Sony Creative Software recently announced a new product called SpectraLayers. What the heck does that mean, anyway? A more descriptive name might "Photoshop for Audio." Or maybe, "The Fake Forensic Audio Manipulation You See on CSI Is More Real Than You Think."

SpectraLayers is a different kind of audio tool. I thought it interesting that this is being distributed by SCS under a partnership with a company called Divide Frame. SpectraLayers has been used in sound design for several major motion pictures and popular video game soundtracks. It can now find a home in your arsenal of tools as well. SpectraLayers is available for both Mac and PC.

Real-World CSI Forensics for Audio?

I mentioned the TV show CSI at the top of this page. It always bugs me when those shows take liberties with media content such as security camera footage and audio recordings. "Zoom in on the perp" and the bad guy pops up in full resolution after a 400% zoom. In our world, that just doesn't happen with your typical security camera.

Audio recordings are the same way."Isolate the male voice on that phone call!" You can't really do that, except on TV, right? Well, with the tools in SpectraLayers and some time spent on the details, you can achieve results that you might have thought impossible before.

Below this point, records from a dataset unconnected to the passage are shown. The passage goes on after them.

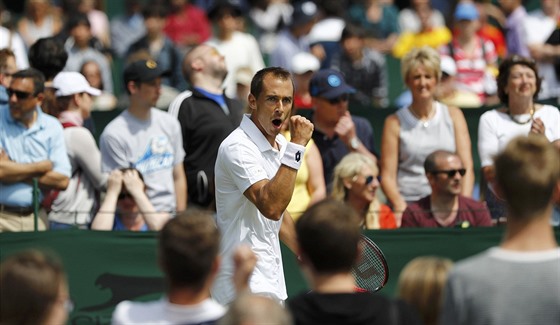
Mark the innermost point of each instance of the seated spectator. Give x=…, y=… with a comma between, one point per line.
x=421, y=284
x=186, y=25
x=126, y=205
x=34, y=290
x=328, y=242
x=39, y=21
x=380, y=20
x=517, y=281
x=80, y=49
x=445, y=207
x=303, y=66
x=105, y=101
x=356, y=179
x=413, y=132
x=188, y=256
x=363, y=68
x=474, y=56
x=73, y=206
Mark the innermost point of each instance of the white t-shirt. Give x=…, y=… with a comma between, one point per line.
x=163, y=312
x=244, y=158
x=496, y=129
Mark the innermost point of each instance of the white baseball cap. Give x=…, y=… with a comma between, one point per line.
x=69, y=83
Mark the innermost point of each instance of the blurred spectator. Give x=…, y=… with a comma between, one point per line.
x=147, y=139
x=410, y=18
x=39, y=21
x=7, y=69
x=445, y=207
x=81, y=49
x=356, y=179
x=324, y=37
x=240, y=49
x=126, y=205
x=73, y=207
x=475, y=57
x=515, y=15
x=526, y=264
x=127, y=28
x=294, y=38
x=207, y=117
x=421, y=284
x=518, y=87
x=363, y=68
x=337, y=132
x=186, y=24
x=34, y=289
x=104, y=101
x=380, y=20
x=269, y=17
x=159, y=46
x=413, y=132
x=328, y=245
x=98, y=19
x=46, y=160
x=303, y=66
x=543, y=46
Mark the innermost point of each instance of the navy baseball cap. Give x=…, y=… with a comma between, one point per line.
x=329, y=84
x=143, y=71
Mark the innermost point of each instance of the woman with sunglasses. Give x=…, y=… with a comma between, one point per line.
x=413, y=132
x=126, y=205
x=356, y=182
x=518, y=87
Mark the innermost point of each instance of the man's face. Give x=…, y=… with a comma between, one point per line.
x=23, y=101
x=331, y=110
x=6, y=74
x=273, y=106
x=447, y=180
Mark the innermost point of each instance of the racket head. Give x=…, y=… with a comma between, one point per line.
x=371, y=270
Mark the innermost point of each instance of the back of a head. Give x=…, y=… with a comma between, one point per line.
x=328, y=236
x=188, y=247
x=250, y=309
x=527, y=171
x=31, y=284
x=421, y=285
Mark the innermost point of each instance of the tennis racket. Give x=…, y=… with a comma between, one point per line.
x=371, y=270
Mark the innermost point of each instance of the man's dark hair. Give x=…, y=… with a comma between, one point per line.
x=328, y=236
x=257, y=82
x=36, y=75
x=48, y=56
x=188, y=247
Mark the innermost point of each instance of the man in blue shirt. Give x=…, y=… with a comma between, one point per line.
x=32, y=146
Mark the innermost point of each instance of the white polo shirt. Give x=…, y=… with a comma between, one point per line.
x=244, y=158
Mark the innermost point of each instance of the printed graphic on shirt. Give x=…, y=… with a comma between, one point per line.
x=158, y=156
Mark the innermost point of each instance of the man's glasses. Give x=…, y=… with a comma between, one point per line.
x=19, y=94
x=341, y=98
x=451, y=173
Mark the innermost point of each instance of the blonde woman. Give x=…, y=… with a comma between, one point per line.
x=356, y=182
x=421, y=284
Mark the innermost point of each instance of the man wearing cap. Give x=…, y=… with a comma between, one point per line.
x=73, y=207
x=31, y=147
x=445, y=207
x=207, y=116
x=147, y=139
x=336, y=131
x=293, y=39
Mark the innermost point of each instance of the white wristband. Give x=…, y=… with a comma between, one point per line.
x=293, y=156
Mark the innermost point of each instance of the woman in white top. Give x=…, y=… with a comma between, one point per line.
x=413, y=132
x=518, y=87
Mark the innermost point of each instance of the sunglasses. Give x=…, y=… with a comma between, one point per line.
x=451, y=173
x=19, y=94
x=341, y=98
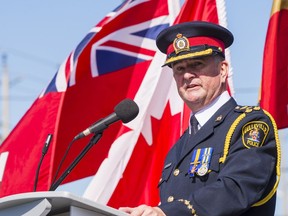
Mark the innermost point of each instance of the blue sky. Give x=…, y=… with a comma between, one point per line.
x=37, y=36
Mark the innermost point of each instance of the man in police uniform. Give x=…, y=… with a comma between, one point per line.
x=227, y=162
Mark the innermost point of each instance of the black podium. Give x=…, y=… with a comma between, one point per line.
x=55, y=203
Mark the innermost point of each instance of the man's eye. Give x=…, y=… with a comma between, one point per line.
x=195, y=64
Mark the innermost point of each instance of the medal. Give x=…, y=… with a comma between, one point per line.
x=202, y=170
x=200, y=161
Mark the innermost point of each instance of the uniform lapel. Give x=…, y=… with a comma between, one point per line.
x=208, y=129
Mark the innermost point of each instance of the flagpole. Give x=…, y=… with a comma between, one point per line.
x=93, y=141
x=5, y=97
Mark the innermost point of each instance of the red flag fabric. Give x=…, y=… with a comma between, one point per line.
x=106, y=67
x=162, y=119
x=274, y=83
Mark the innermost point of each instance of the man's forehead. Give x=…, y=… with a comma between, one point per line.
x=191, y=60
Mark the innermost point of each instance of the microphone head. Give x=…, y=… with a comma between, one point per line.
x=126, y=110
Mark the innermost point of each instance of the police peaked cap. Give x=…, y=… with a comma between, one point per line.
x=192, y=40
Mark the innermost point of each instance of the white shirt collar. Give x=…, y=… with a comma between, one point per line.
x=207, y=112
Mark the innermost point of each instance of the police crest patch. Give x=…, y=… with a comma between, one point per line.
x=254, y=133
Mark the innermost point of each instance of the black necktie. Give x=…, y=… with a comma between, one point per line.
x=194, y=125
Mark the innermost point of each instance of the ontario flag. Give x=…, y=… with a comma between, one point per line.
x=117, y=59
x=274, y=83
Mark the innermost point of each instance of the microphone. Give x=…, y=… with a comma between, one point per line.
x=125, y=111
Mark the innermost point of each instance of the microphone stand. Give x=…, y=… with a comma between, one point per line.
x=93, y=140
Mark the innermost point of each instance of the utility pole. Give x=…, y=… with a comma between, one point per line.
x=5, y=97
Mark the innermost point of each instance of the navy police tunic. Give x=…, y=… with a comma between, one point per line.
x=232, y=185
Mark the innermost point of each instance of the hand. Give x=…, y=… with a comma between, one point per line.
x=143, y=210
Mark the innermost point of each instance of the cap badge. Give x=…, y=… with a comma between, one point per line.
x=181, y=43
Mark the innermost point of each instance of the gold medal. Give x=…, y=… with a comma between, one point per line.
x=202, y=170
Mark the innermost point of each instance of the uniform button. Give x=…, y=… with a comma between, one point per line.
x=170, y=199
x=176, y=172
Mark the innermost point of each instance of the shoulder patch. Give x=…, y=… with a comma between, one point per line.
x=254, y=133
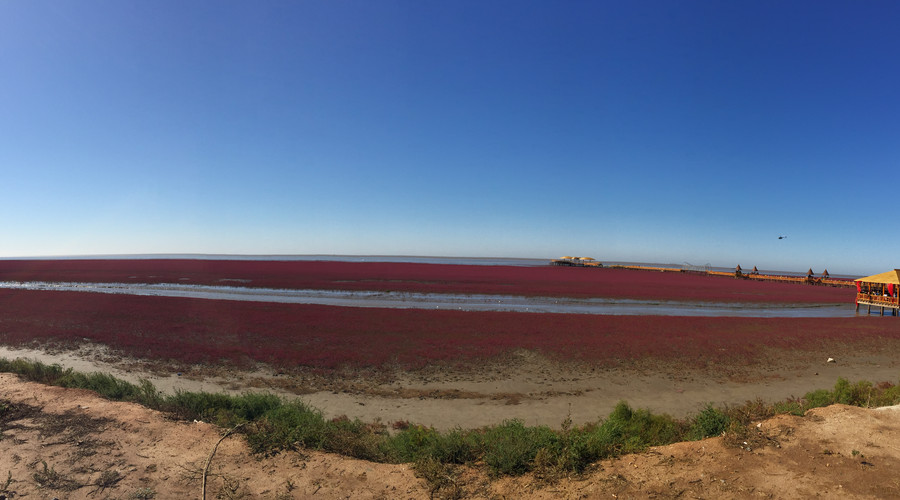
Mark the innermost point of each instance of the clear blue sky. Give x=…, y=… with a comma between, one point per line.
x=644, y=131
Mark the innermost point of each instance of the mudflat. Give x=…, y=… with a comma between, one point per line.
x=444, y=368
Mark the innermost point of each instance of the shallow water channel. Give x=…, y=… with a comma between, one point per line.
x=408, y=300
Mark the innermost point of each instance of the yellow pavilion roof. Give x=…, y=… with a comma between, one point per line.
x=888, y=277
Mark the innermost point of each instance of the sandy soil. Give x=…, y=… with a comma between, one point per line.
x=64, y=443
x=524, y=386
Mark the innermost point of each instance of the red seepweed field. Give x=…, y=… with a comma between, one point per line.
x=435, y=278
x=325, y=337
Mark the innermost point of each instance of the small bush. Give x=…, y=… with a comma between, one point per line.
x=710, y=422
x=510, y=448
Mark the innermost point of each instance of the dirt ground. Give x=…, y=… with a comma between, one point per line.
x=64, y=443
x=524, y=385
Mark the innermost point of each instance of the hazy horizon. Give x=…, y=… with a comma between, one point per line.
x=642, y=132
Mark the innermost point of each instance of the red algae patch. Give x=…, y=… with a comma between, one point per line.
x=327, y=337
x=547, y=281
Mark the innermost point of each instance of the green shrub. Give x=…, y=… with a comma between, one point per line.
x=510, y=448
x=709, y=422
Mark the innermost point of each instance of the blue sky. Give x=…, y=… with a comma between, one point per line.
x=643, y=131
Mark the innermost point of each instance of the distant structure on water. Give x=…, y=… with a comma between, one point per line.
x=576, y=261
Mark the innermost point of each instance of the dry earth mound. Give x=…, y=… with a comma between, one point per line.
x=72, y=444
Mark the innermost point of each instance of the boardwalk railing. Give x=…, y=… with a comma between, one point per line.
x=877, y=300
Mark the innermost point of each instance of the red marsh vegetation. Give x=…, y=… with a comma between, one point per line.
x=290, y=335
x=428, y=278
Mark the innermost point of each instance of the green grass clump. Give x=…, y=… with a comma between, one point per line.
x=708, y=423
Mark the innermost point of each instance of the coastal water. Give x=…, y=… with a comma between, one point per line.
x=459, y=302
x=470, y=261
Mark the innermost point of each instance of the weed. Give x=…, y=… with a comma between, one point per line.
x=51, y=479
x=710, y=422
x=145, y=493
x=443, y=479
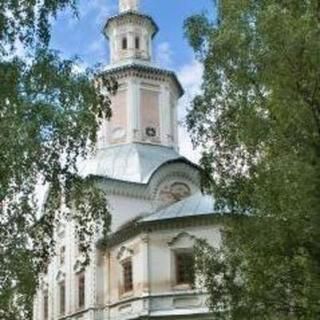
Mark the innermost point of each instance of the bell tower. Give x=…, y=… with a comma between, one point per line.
x=145, y=106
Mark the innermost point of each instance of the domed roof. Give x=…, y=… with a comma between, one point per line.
x=134, y=162
x=196, y=205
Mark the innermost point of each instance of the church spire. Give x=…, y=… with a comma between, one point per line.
x=128, y=5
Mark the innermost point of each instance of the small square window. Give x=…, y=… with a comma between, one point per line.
x=184, y=268
x=127, y=275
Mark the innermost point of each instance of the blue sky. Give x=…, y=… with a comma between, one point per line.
x=83, y=37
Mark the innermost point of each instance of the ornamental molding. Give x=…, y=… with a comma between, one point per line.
x=182, y=238
x=124, y=253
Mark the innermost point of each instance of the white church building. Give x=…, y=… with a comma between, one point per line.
x=157, y=208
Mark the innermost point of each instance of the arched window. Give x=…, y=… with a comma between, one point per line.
x=124, y=43
x=137, y=43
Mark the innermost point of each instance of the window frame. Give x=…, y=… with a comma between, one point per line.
x=127, y=275
x=81, y=290
x=62, y=298
x=124, y=43
x=46, y=305
x=137, y=42
x=62, y=255
x=184, y=275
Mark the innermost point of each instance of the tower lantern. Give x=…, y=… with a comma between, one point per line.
x=145, y=106
x=128, y=5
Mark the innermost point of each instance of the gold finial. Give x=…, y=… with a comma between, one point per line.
x=128, y=5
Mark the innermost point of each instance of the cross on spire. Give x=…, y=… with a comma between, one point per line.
x=128, y=5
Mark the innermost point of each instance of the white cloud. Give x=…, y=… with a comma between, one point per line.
x=164, y=55
x=190, y=76
x=101, y=8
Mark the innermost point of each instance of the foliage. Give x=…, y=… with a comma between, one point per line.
x=258, y=123
x=48, y=115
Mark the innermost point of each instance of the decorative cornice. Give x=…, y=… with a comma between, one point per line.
x=131, y=16
x=138, y=227
x=144, y=71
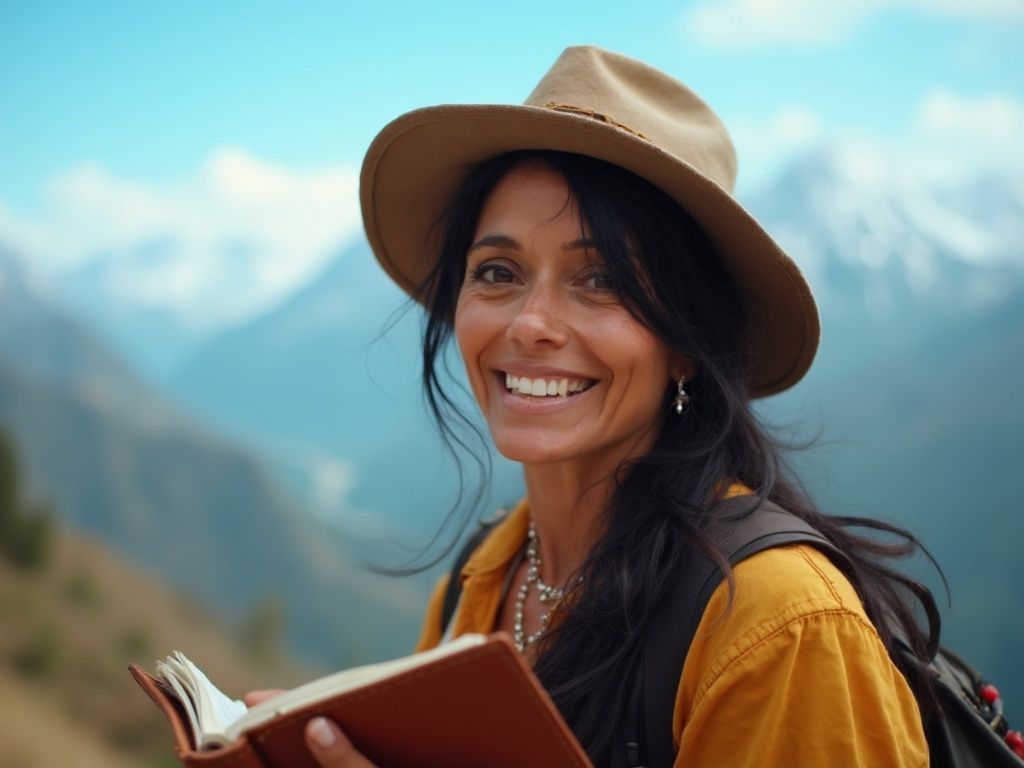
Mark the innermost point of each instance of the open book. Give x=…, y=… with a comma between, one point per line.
x=470, y=702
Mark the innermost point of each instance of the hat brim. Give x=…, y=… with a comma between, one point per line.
x=416, y=163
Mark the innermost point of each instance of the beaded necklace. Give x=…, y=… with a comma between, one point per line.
x=546, y=593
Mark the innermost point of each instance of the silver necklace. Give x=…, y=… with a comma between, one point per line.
x=546, y=593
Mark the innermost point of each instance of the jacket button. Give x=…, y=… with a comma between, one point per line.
x=989, y=692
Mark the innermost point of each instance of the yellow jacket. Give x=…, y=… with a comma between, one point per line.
x=793, y=675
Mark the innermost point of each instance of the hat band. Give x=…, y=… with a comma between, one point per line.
x=595, y=115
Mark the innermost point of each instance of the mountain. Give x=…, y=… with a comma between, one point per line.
x=331, y=379
x=120, y=462
x=913, y=404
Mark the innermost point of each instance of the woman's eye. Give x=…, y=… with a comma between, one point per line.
x=493, y=273
x=599, y=282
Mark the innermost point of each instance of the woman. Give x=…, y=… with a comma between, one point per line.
x=616, y=310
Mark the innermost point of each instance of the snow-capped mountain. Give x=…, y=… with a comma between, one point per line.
x=871, y=239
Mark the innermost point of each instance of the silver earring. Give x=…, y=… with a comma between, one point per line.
x=681, y=397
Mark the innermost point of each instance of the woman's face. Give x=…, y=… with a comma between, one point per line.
x=560, y=369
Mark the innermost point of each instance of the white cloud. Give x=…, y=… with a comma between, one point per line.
x=763, y=145
x=949, y=138
x=729, y=24
x=218, y=245
x=953, y=136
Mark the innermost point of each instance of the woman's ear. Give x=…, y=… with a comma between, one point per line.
x=683, y=367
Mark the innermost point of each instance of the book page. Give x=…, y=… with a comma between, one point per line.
x=210, y=712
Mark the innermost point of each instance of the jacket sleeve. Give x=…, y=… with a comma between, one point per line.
x=807, y=682
x=431, y=633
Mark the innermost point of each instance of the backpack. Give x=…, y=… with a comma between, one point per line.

What's the Frequency, Spectra?

Essentially, SpectraLayers works on audio frequencies. On the main screen, you won't see a typical waveform like you might in your NLE, DAW, or other audio editor. Those waveforms show volume or amplitude over time. In the SpectraLayers main timeline, you see frequencies over time. What we're going to attempt to do in the video review/tutorial below is remove the siren without adversely affecting the rest of the file. We'll be working with a basic WAV file that's already mixed down—nothing fancy. In a sense we're going to unmix it and attempt to remove one of the sounds.

In the video that follows, I show how to isolate specific frequencies and their related harmonics, and how, by using phase inversion, you can dial out very specific layers that were originally part of the mixed file.

Now, before you go trying to re-mix a Katy Perry tune, understand that it's not this simple and fool-proof for every audio track. Where SpectraLayers is more likely to be used is to provide very surgical, precise control over audio cleanup. For example,if you've got recorded dialog that contains an airplane flying overhead, you can get very precise with the frequencies of the airplane or other recorded noise. In other Noise Reduction tools you typically will take a small sample of pure noise from the file and the program will use phase inversion, equalization, and other techniques to reduce the noise. With SpectraLayers you select the exact, specific frequencies and harmonics to remove even if they exist only in combination with audio that you want to keep.